Over the Columbus Day holiday, thirty students from the Harvard University community, including several of HBS’ Green Living representatives, took a field trip to the FCR Recycling plant.
The trip provided the opportunity to learn about a booming industry around the efficient recovery of waste products for future use. FCR is the largest recycling plant in North America, and it is located only miles from Harvard in Charlestown, Massachusetts. Harvard University accounts for about one percent of the company’s revenues.
Students learned about the profitability of the recycling industry. The plant recycles and processes over 1,000,000 tons of material each year-material that is later returned to homes and businesses either in its original form, or as another useful product. The main objective of FCR operations is to obtain the “maximum product recovery and minimum residue,” which presents two opportunities for its clients-sharing in the revenues from recovering products and avoiding the costs of disposal.
Since FCR does not earn revenue from landfill operations, there is an incentive to maximize opportunities to recover recyclables from the commingled streams the company receives. FCR constantly tries to upgrade its equipment and to improve operations in order to lower residue rates while maintaining product quality. This process includes backup sorting systems and manual quality assurance sorting before baling and shipping.
Our trip was not the only one the plant received. Many of FCR’s facilities are equipped with Education Centers designed to educate the public, particularly children from kindergarten through eighth grade (so Harvard students fit right in), about how recycling affects the environment and about the recycling process in our facilities.

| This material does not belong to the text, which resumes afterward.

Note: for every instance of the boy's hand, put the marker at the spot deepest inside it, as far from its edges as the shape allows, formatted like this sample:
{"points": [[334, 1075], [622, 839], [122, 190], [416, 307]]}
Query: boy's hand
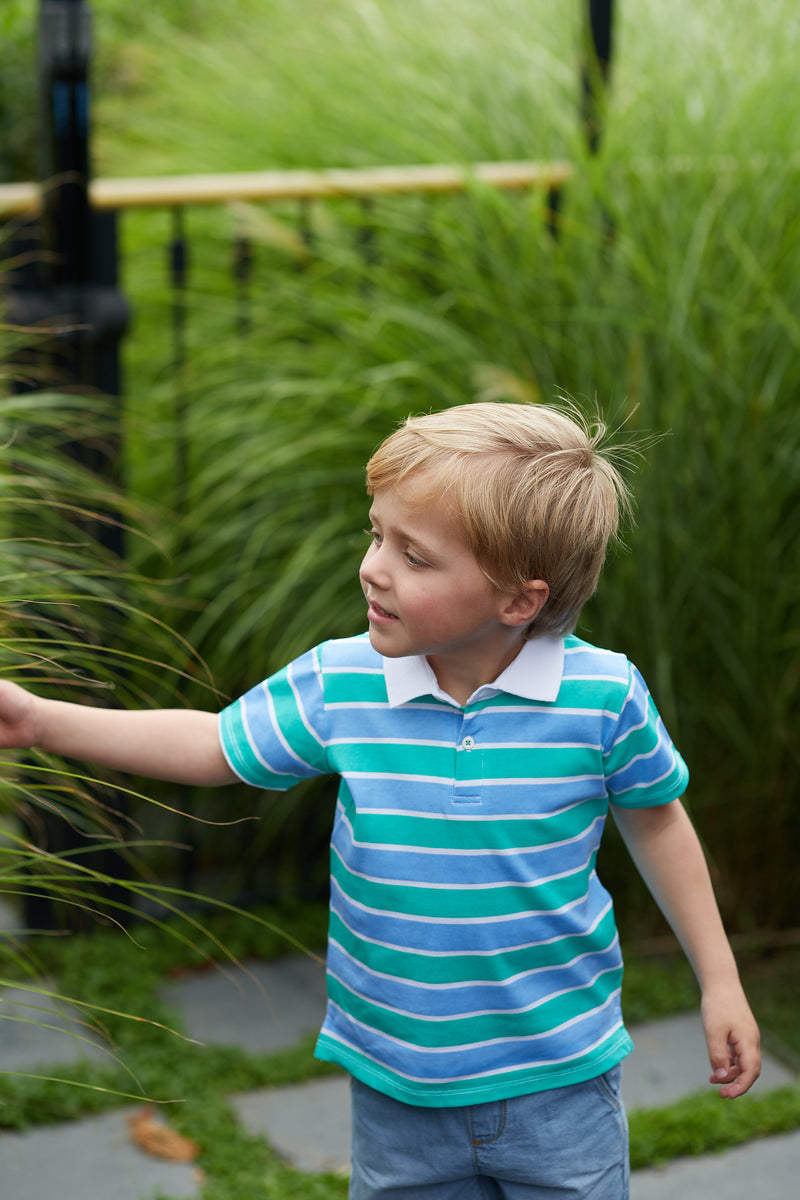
{"points": [[733, 1041], [18, 725]]}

Overall, the experience was a lesson in how recycling can be profitable. The company sells most of its product via long-term mill contracts with floor prices and utilizes financial hedge contracts as well. Their marketing plan is designed for product movement, even in tough market conditions, which enables a stable pricing structure for customers. Students were well informed on the trip and saw how the Harvard recycling program is not only socially responsible, it also provides significant economic value for the university.